Las preguntas son, entonces, ¿cómo se las compondría para lograr tan impecable ingeniería novelística, siendo el cronista mundano y rumbero –«nos bebíamos hasta el alcohol de las lámparas»– que refleja ser en su autobiografía? ¿Por qué la evidente contención de escritura notarial de esta última, frente a su notoria actividad política y social de altísimo nivel? ¿Cómo tanta ubicuidad con un silencio mediático como el de J. D. Salinger?... Animado por despejar ciertas contradicciones enigmáticas de su figura, le pregunté, a bocajarro, a su biógrafo inglés, Gerald Martin, en Cartagena de Indias, unos meses antes de la muerte del escritor:

– ¿Gabo es un hombre frío?

– ¡Para nada! Yo también tenía ese prejuicio, pero es un mamagallista, cachondo y sentimental; una persona accesible y afable, y uno de los escritores menos pretenciosos que haya conocido. Sí tiene una inteligencia fría, para componer su mundo narrativo y para apartarse, pues está muy escaldado de que siempre se le reclame con fórmulas manidas. Y, desde luego, es mucho más autobiográfico en sus ficciones que en sus memorias. Eso recalcó el autor de Gabriel García Márquez: una vida (2009), única biografía autorizada del premio Nobel.

En su medio siglo de narrativa, a partir de La hojarasca (1955), cada nuevo relato de García Márquez es un zoom, un refractor o una lupa, sobre algún fragmento o personaje anterior. Sus narraciones componen un palimpsesto, con los dos compactos y simétricos baluartes: Cien años de soledad (1967) y El amor en los tiempos del cólera (1985). Al igual que el gitano Melquíades, en la fundación misma de Macondo, el narrador omnisciente es «corpulento» pero opera con «manos de gorrión». Ambos desaparecen y reaparecen, mueren e imaginariamente resucitan, en una custodia compartida del panóptico de la Ciénaga.

Con el potente imán, García Márquez prende sus fijaciones anteriores: ciertas claves, por ejemplo, de La hojarasca, como el esqueleto de las tres generaciones desamparadas –que en Cien años… se duplicarán, hasta seis eslabones de Buendía– y el embrión, sobre todo, de su caro tema de la muerte como fácil puerta corredera de la vida. Y atrae, también, con ironía estoica, la heroica dignidad frente a la pobreza, y el orgullo, en fin, ante la fatalidad de la existencia, del anciano matrimonio, en El coronel no tiene quien le escriba (1961): «Nosotros ponemos el hambre para que coman los otros».
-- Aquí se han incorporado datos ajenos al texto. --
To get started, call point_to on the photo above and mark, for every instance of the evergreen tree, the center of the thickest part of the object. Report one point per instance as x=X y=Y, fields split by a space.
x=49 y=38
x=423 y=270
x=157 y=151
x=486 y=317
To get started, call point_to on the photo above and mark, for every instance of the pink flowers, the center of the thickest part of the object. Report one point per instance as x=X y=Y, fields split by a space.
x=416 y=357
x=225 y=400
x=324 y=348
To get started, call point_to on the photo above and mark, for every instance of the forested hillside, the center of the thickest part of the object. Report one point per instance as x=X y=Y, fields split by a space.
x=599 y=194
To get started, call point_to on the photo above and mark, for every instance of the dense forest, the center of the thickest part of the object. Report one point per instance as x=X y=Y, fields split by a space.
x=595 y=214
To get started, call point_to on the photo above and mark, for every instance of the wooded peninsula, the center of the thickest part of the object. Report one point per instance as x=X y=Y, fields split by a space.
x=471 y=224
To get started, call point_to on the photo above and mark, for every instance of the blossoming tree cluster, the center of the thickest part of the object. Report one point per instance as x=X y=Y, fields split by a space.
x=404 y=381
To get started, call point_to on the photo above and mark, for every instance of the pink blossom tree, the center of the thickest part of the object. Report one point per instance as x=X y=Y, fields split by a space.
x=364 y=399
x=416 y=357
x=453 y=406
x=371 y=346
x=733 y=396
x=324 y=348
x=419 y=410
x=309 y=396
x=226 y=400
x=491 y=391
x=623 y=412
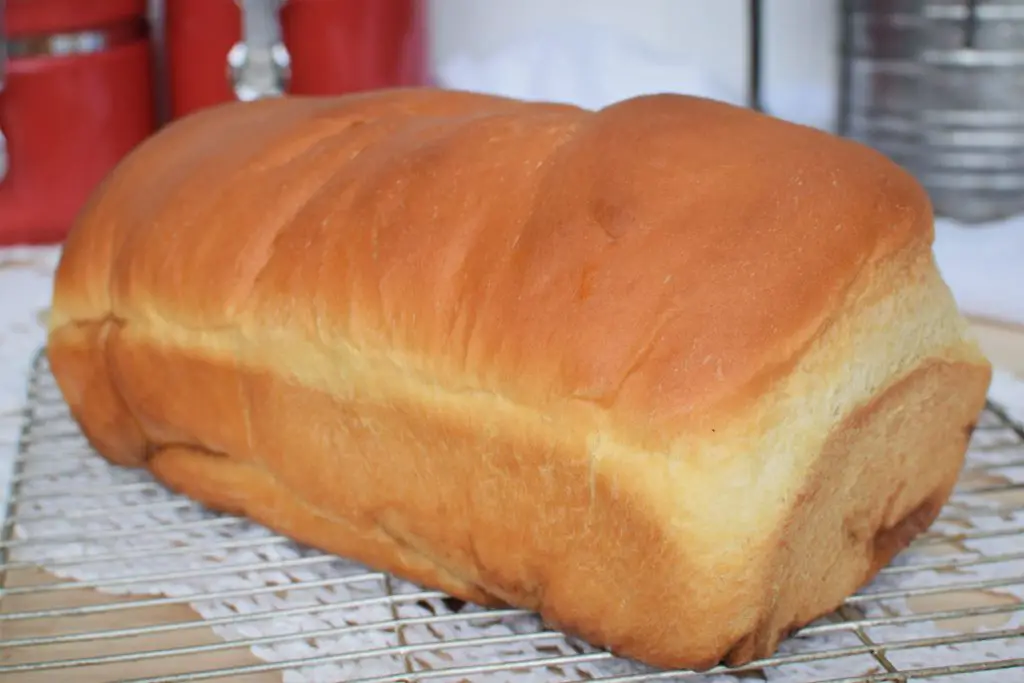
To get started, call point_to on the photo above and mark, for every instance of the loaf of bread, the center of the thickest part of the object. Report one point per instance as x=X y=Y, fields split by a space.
x=676 y=375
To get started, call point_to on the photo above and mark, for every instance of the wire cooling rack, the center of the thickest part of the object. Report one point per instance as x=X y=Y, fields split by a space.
x=104 y=575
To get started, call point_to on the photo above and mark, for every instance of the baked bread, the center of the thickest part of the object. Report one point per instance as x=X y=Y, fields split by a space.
x=679 y=376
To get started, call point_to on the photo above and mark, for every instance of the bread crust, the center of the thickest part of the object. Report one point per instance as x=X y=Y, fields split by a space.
x=678 y=376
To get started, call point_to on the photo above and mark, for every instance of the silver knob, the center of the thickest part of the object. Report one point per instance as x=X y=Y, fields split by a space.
x=259 y=65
En su discurso del Premio Nobel, en 1982, refiriéndose a las chocantes descripciones de las Indias de los colonizadores, Gabo definió: «Es la crónica rigurosa que, sin embargo, parece una aventura de la imaginación». Una buena pista para entrarle al recurrente doble fondo de las valijas de sus propias narraciones. A ese hilo que se desdobla, sutilmente, entre la «racionalidad técnica», de una pulcritud casi quirúrgica (con cierta mirada de extranjero en la propia tierra, cómplice con el lector) y la «irracionalidad del mito» (la amalgama caribeña hablando por sí sola, dentro del cubil de su fatalidad, con solidaria empatía). No «una aventura de la imaginación», sino «la crónica rigurosa» de su entorno; una apertura de compuertas, consciente de que lo auténticamente universal es lo local sin paredes.

Por eso, aborrecía hasta la extenuación que le endilgaran el rótulo de realismo mágico, la primera pregunta con que solían acorralarle los «paparazis de la literatura». Antes bien, bajo su realismo en espiral, el hechizo procede (al fondo, William Faulkner o Virginia Woolf) de la encarnación de la conciencia, y de una prosa musical con métrica de orfebre, que, como ha reconocido, proviene de Rubén Darío («lo leí a los 10 años»). El encantamiento incluye que sus narraciones sean, al mismo tiempo, la partera y la parturienta del relato (el narrador/lector como recién nacido). Se trata, en realidad, de un maestro del «paralaje», como lo define Juan Villoro: una «lógica del desfase», esto es, «cuando el observador se desplaza, el horizonte se modifica».

Lo reconfirma de viva voz Gerald Martin: «Esa etiqueta del realismo-mágico es una forma de ahorrarnos la complejidad de su discurso, y abordarlo como turistas literarios por divertidos parajes exóticos», subraya. Por debajo de su enaltecimiento del alma caribeña, prevalece su denuncia del inmovilismo social y la superchería del poder que la sustenta. Lo importante son las múltiples genealogías de sus relatos, de tal suerte que, muchas veces, la irracionalidad y la barbarie se encuentran en el racionalismo occidental -representado, en su entorno, por Bogotá- mientras que en lo periférico -el Caribe, con su irracionalidad aparente- se hallaría la civilización residual».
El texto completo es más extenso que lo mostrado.